Déclaration de la Mission des services du FMI au Sénégal

Communiqué de presse n° 10/368
le 30 septembre 2010

Une mission du Fonds monétaire international (FMI) a séjourné au Sénégal du 15 au 29 septembre 2010 pour effectuer la sixième revue de l’accord au titre de l’Instrument de soutien à la politique économique (ISPE) et mener des entretiens avec les autorités sur le programme économique du Sénégal qui pourrait être appuyé par un nouvel accord triennal au titre de l’ISPE. La mission a été reçue par le Premier Ministre et les ministres en charge de l’économie et des finances, la coopération internationale et les infrastructures, l’Énergie, et le budget ainsi que d’autres responsables gouvernementaux. Elle a également rencontré des représentants du secteur privé et des partenaires au développement. L’accord conclu par le Sénégal dans le cadre de l’Instrument de soutien à la politique économique arrive à échéance cette année.
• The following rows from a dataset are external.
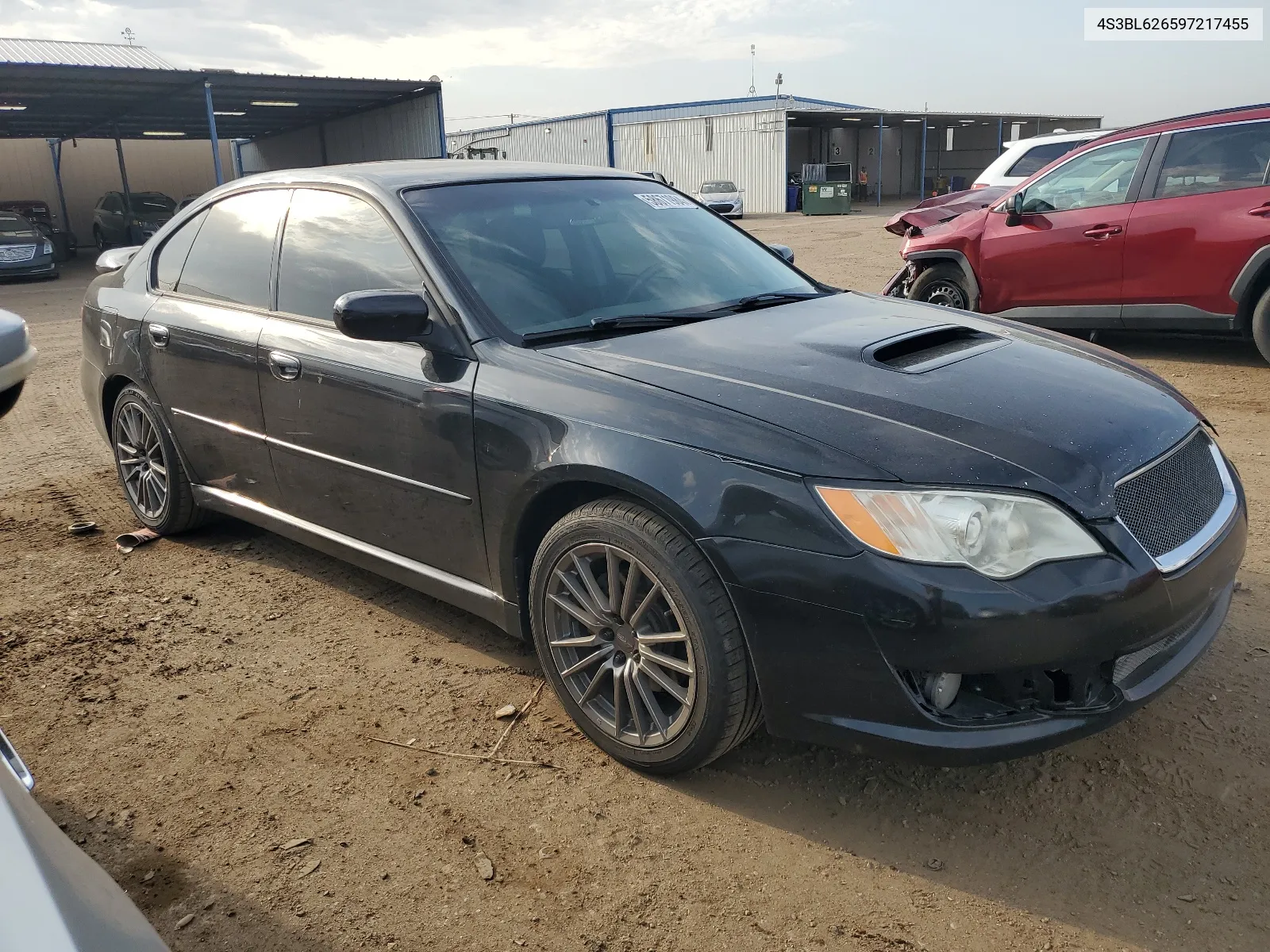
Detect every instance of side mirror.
[97,245,141,274]
[335,290,432,341]
[1006,192,1024,228]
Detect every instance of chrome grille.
[1115,430,1227,562]
[0,245,36,264]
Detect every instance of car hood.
[883,186,1014,235]
[550,292,1200,518]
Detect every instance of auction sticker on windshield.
[635,192,697,208]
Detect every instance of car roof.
[1107,103,1270,141]
[237,159,644,192]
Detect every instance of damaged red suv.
[884,106,1270,360]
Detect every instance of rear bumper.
[701,493,1247,764]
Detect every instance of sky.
[0,0,1270,131]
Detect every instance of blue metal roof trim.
[446,109,610,136]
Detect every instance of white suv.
[970,129,1115,188]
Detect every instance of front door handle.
[1084,225,1124,239]
[269,351,300,379]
La mission a publié la déclaration suivante à l’issue de son séjour à Dakar :

«Les résultats économiques enregistrés jusqu’à la fin septembre 2010 ont été globalement satisfaisants. Les indicateurs mensuels signalent la poursuite de la reprise économique qui semble plus forte que celle anticipée lors de la précédente revue. La croissance est projetée à 4 % en 2010 et 4,4 % en 2011. Des risques persistent toutefois, dont une croissance mondiale plus faible, la hausse des prix pétroliers et la poursuite de problèmes d’approvisionnement en électricité. En revanche, une évolution extérieure plus favorable que prévu et la poursuite des réformes structurelles pourraient stimuler la croissance. L’inflation devrait demeurer inférieure à 2 %.

L’actuel programme ISPE se maintient globalement sur la bonne voie. À fin juin, l’objectif de déficit avait été atteint et les instances de paiement se situaient sous le plafond visé par le programme. Les recettes ont dépassé le niveau programmé et au total, les dépenses ont été jusqu’à présent maîtrisées. Au plan structurel, l’application des réformes de la gestion des finances publiques progresse globalement selon les engagements inscrits au programme.
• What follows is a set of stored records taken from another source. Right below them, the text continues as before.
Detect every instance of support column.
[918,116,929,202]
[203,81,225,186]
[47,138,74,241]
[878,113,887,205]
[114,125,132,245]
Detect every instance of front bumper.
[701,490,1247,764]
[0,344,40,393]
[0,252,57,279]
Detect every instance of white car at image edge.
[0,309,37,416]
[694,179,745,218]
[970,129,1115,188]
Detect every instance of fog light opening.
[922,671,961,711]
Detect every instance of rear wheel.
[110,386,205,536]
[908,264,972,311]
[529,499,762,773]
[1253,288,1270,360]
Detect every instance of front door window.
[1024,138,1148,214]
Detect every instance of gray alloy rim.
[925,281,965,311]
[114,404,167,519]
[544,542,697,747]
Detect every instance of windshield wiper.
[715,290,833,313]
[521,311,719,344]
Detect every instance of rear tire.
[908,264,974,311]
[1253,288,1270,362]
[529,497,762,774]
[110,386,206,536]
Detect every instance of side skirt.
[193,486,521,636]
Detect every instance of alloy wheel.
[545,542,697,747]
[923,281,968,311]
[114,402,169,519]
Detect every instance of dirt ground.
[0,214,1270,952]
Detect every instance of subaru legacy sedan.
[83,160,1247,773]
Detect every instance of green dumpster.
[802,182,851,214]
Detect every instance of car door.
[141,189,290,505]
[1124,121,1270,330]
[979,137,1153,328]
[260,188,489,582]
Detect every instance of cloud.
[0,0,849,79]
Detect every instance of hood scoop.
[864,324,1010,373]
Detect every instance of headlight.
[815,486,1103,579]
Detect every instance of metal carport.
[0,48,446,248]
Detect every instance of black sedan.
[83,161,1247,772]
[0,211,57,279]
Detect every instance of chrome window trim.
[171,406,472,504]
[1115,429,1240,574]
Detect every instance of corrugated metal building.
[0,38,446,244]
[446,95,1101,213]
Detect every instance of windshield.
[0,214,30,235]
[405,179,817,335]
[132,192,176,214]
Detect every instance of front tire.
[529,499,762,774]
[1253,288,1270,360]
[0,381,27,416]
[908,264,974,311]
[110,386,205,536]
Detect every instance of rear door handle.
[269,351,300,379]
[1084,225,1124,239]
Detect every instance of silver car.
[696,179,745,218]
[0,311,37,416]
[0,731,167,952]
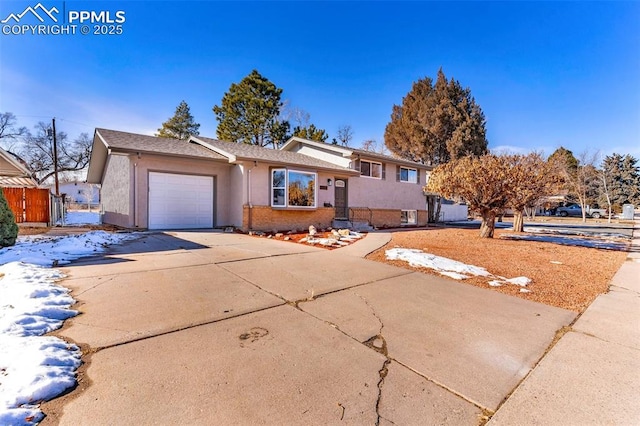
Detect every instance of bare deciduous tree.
[19,122,92,183]
[338,124,353,146]
[0,112,28,151]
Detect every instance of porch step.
[331,219,351,229]
[331,219,374,232]
[351,221,374,232]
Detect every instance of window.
[400,210,418,225]
[271,169,318,207]
[360,160,382,179]
[400,167,418,183]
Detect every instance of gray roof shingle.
[96,129,228,161]
[195,136,356,173]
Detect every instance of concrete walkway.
[37,228,640,425]
[489,221,640,425]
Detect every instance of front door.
[333,179,349,220]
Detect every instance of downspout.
[247,161,258,231]
[133,152,140,228]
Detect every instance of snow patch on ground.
[0,231,135,266]
[385,248,531,292]
[0,231,136,425]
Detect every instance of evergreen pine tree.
[0,188,18,247]
[293,124,329,142]
[156,101,200,140]
[384,69,488,165]
[213,70,290,148]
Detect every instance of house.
[47,179,100,206]
[0,148,59,225]
[87,129,430,231]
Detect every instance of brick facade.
[242,205,427,232]
[242,205,334,232]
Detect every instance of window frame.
[400,209,418,226]
[399,166,418,183]
[269,167,318,209]
[360,160,384,180]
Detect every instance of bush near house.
[0,188,18,247]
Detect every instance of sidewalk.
[488,220,640,425]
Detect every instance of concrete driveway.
[43,232,575,425]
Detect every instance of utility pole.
[51,117,60,196]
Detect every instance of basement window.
[400,210,418,225]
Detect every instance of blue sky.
[0,0,640,158]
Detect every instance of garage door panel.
[149,172,214,229]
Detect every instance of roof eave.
[194,136,237,163]
[87,129,108,183]
[280,136,353,157]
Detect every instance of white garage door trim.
[148,172,214,229]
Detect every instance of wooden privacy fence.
[2,188,50,223]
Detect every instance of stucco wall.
[440,204,469,222]
[102,155,133,228]
[348,175,427,210]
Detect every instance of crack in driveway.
[354,292,391,426]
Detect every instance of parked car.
[556,204,607,219]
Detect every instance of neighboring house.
[0,148,55,224]
[87,129,430,231]
[48,180,100,206]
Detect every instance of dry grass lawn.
[367,228,627,312]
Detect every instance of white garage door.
[149,172,213,229]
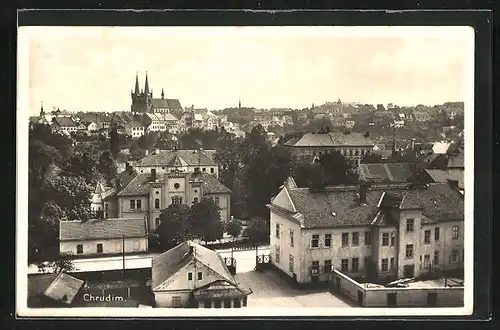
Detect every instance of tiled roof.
[425,169,464,189]
[135,150,217,167]
[59,218,146,241]
[286,133,374,147]
[151,241,235,290]
[118,172,231,196]
[359,163,412,182]
[280,183,464,228]
[44,273,84,305]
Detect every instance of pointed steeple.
[144,71,149,94]
[134,72,139,94]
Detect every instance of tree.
[37,252,77,274]
[156,204,190,248]
[243,218,269,242]
[360,153,383,164]
[189,198,224,242]
[226,218,242,238]
[110,125,120,159]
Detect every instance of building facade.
[59,218,148,255]
[268,179,464,283]
[151,241,251,308]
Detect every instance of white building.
[59,218,148,255]
[151,241,252,308]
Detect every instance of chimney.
[359,182,368,205]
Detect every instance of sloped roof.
[118,172,231,196]
[59,218,146,241]
[44,273,84,305]
[151,241,235,289]
[285,133,374,147]
[276,183,464,228]
[359,163,412,182]
[193,280,252,299]
[135,150,217,167]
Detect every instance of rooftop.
[285,133,374,147]
[59,218,146,241]
[151,241,236,290]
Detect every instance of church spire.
[144,71,149,94]
[134,72,139,94]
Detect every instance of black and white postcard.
[16,26,474,317]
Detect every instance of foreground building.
[285,132,375,165]
[59,218,148,255]
[268,178,464,283]
[151,241,252,308]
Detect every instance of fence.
[331,269,464,307]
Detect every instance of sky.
[18,27,474,115]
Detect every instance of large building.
[115,169,231,230]
[285,132,375,165]
[151,241,252,308]
[130,73,182,113]
[268,178,464,283]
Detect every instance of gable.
[272,187,296,212]
[154,260,226,291]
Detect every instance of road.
[28,246,269,274]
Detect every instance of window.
[172,296,181,308]
[424,230,431,244]
[391,232,396,246]
[342,233,349,246]
[311,234,319,248]
[406,219,415,232]
[352,231,359,246]
[325,234,332,247]
[432,251,439,265]
[406,244,413,259]
[434,227,439,242]
[424,254,431,269]
[325,260,332,274]
[382,233,389,246]
[351,258,359,272]
[172,196,182,204]
[365,231,372,245]
[382,258,389,272]
[340,259,349,272]
[451,226,460,239]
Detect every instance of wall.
[154,290,191,308]
[59,238,148,255]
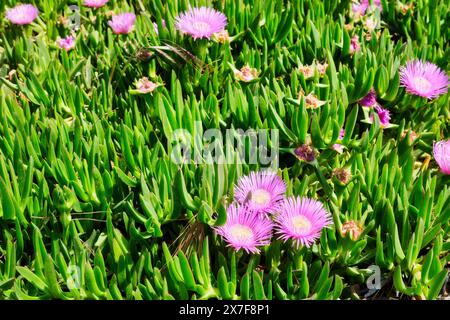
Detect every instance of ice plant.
[333,128,345,153]
[234,66,258,82]
[433,139,450,175]
[56,36,75,51]
[350,35,361,54]
[215,204,273,253]
[400,60,449,99]
[358,89,377,107]
[6,4,39,25]
[234,171,286,214]
[370,105,391,128]
[275,197,332,248]
[83,0,109,8]
[175,7,227,40]
[108,12,136,34]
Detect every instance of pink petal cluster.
[433,140,450,175]
[215,204,273,253]
[400,60,449,99]
[108,12,136,34]
[175,7,227,39]
[6,4,39,25]
[275,197,332,248]
[234,171,286,214]
[56,36,75,51]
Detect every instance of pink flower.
[6,4,39,25]
[275,197,332,248]
[358,89,377,107]
[108,12,136,34]
[400,60,449,99]
[175,7,227,39]
[234,171,286,214]
[215,204,273,253]
[433,140,450,175]
[83,0,109,8]
[56,36,75,51]
[350,35,361,54]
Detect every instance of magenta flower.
[175,7,227,39]
[358,89,377,107]
[214,204,273,253]
[83,0,109,8]
[234,171,286,214]
[6,4,39,25]
[400,60,449,99]
[275,197,332,248]
[433,140,450,175]
[108,12,136,34]
[56,36,75,51]
[333,128,345,154]
[370,105,391,128]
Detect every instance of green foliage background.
[0,0,450,299]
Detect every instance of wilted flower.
[175,7,227,39]
[400,60,449,99]
[358,89,377,107]
[294,144,316,162]
[234,66,258,82]
[83,0,109,8]
[108,12,136,34]
[341,220,364,241]
[275,197,332,248]
[350,35,361,54]
[136,77,160,94]
[234,171,286,214]
[213,30,230,43]
[6,4,39,25]
[56,36,75,51]
[433,140,450,175]
[333,168,352,184]
[215,204,273,253]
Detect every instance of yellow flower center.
[413,77,431,92]
[251,189,270,206]
[230,224,253,242]
[291,216,311,233]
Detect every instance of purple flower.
[214,204,273,253]
[6,4,39,25]
[56,36,75,51]
[370,105,391,128]
[175,7,227,39]
[234,171,286,215]
[83,0,109,8]
[400,60,449,99]
[108,12,136,34]
[153,19,166,35]
[358,89,377,107]
[350,35,361,54]
[275,197,332,248]
[433,140,450,175]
Les discussions sur un programme économique qui pourrait être appuyé par l’ISPE ont bien progressé. Il a été convenu que l'augmentation de la croissance tendancielle serait une priorité essentielle. Plusieurs grands axes pourraient être définis dans un nouvel ISPE, dont les suivants : i) maintien de la stabilité macroéconomique, soutenue par une politique budgétaire saine et l’amélioration de la qualité des dépenses; ii) accroissement des recettes publiques pour créer davantage d’espace dans le budget pour les dépenses prioritaires y compris une augmentation des investissements publics en infrastructure, en s’appuyant sur une meilleure planification des investissements et une gestion plus rigoureuse de la dette; iii) consolidation des progrès de gestion des finances publiques en renforçant la crédibilité et l’exécution budgétaires et en évitant l’accumulation de nouveaux retards de paiement; iv) poursuite des vastes réformes structurelles pour améliorer le climat des affaires, la gouvernance et l’efficacité des secteurs énergétique et financier.
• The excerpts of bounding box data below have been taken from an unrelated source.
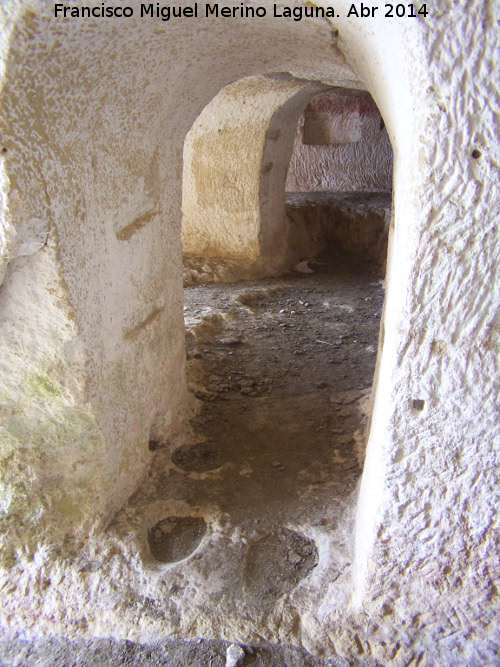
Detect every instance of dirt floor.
[0,255,384,667]
[0,639,372,667]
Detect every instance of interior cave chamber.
[167,74,392,580]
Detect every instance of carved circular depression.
[148,516,207,563]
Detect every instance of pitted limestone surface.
[172,441,222,472]
[0,638,380,667]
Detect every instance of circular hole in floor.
[172,442,222,472]
[245,528,318,602]
[148,516,207,563]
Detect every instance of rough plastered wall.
[0,0,500,667]
[182,75,322,277]
[286,89,393,192]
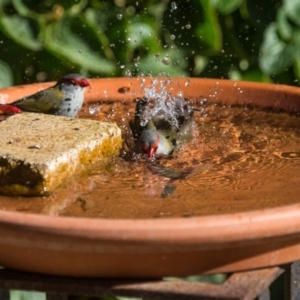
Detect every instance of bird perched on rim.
[130,96,194,157]
[0,74,90,118]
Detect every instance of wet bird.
[0,74,90,117]
[130,96,194,157]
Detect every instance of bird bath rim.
[0,78,300,277]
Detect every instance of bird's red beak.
[79,78,91,87]
[147,147,156,157]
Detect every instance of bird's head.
[141,129,160,157]
[57,74,90,88]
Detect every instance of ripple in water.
[0,92,300,218]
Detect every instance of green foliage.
[9,290,46,300]
[0,0,300,87]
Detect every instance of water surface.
[0,102,300,218]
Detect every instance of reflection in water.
[0,102,300,218]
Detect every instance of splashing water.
[141,78,185,128]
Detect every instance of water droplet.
[125,70,132,78]
[89,104,100,115]
[161,57,170,65]
[171,2,177,10]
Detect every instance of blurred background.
[0,0,300,87]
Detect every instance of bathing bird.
[130,96,194,157]
[0,74,90,118]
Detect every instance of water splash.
[141,77,185,128]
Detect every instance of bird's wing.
[13,88,64,113]
[129,98,148,141]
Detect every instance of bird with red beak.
[0,74,90,117]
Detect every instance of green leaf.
[210,0,244,15]
[10,290,46,300]
[283,0,300,26]
[0,15,42,51]
[0,60,13,88]
[42,19,115,74]
[259,23,297,75]
[276,9,293,40]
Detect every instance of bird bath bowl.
[0,78,300,278]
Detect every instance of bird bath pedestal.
[0,78,300,298]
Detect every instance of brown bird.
[0,74,90,117]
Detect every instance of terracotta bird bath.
[0,78,300,278]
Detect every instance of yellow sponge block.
[0,113,122,196]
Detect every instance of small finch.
[0,74,90,117]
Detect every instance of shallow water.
[0,103,300,218]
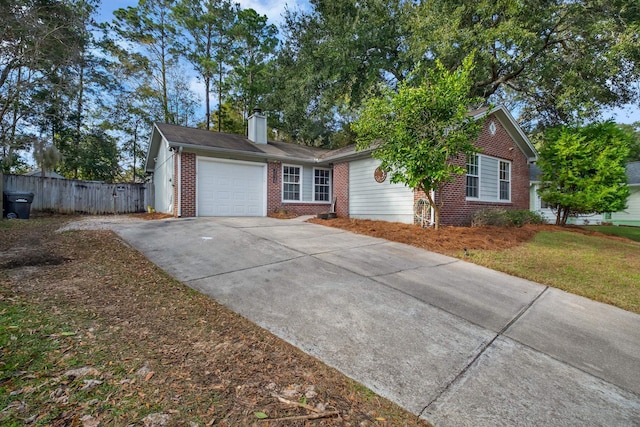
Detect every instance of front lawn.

Le déficit du budget 2011 devrait être maintenu en-dessous de 4.5 % du PIB, abstraction faite de nouveaux grands investissements en infrastructure dont les plans d’exécution et les options de financement sont en cours d’examen. Les pressions à la dépense qui sont connues doivent être répercutées de manière réaliste et transparente dans le budget 2011. Les difficultés du secteur de l’électricité qui continuent de peser sur le budget et la croissance doivent être traitées avec promptitude en étroite coopération avec les partenaires au développement.

La mission a souligné qu’il importe d’établir soigneusement l’ordre de priorité des nouveaux investissements publics en infrastructure, en veillant à ce qu’ils aient un taux de rendement élevé et soient conformes à la stratégie globale de développement. Les nouveaux projets d’investissements en infrastructure devront être intégrés de manière transparente au cadre budgétaire et devront également avoir un effet d’entraînement sur l’investissement privé. Il importera par ailleurs d’aborder avec prudence les emprunts extérieurs non concessionnels pour financer les investissements en infrastructure afin de préserver la stabilité macroéconomique du Sénégal.

Les discussions sur un nouveau programme ISPE continueront dans les prochaines semaines Il est prévu que le Conseil d’administration du FMI examine la revue de l’ISPE avant la fin 2010».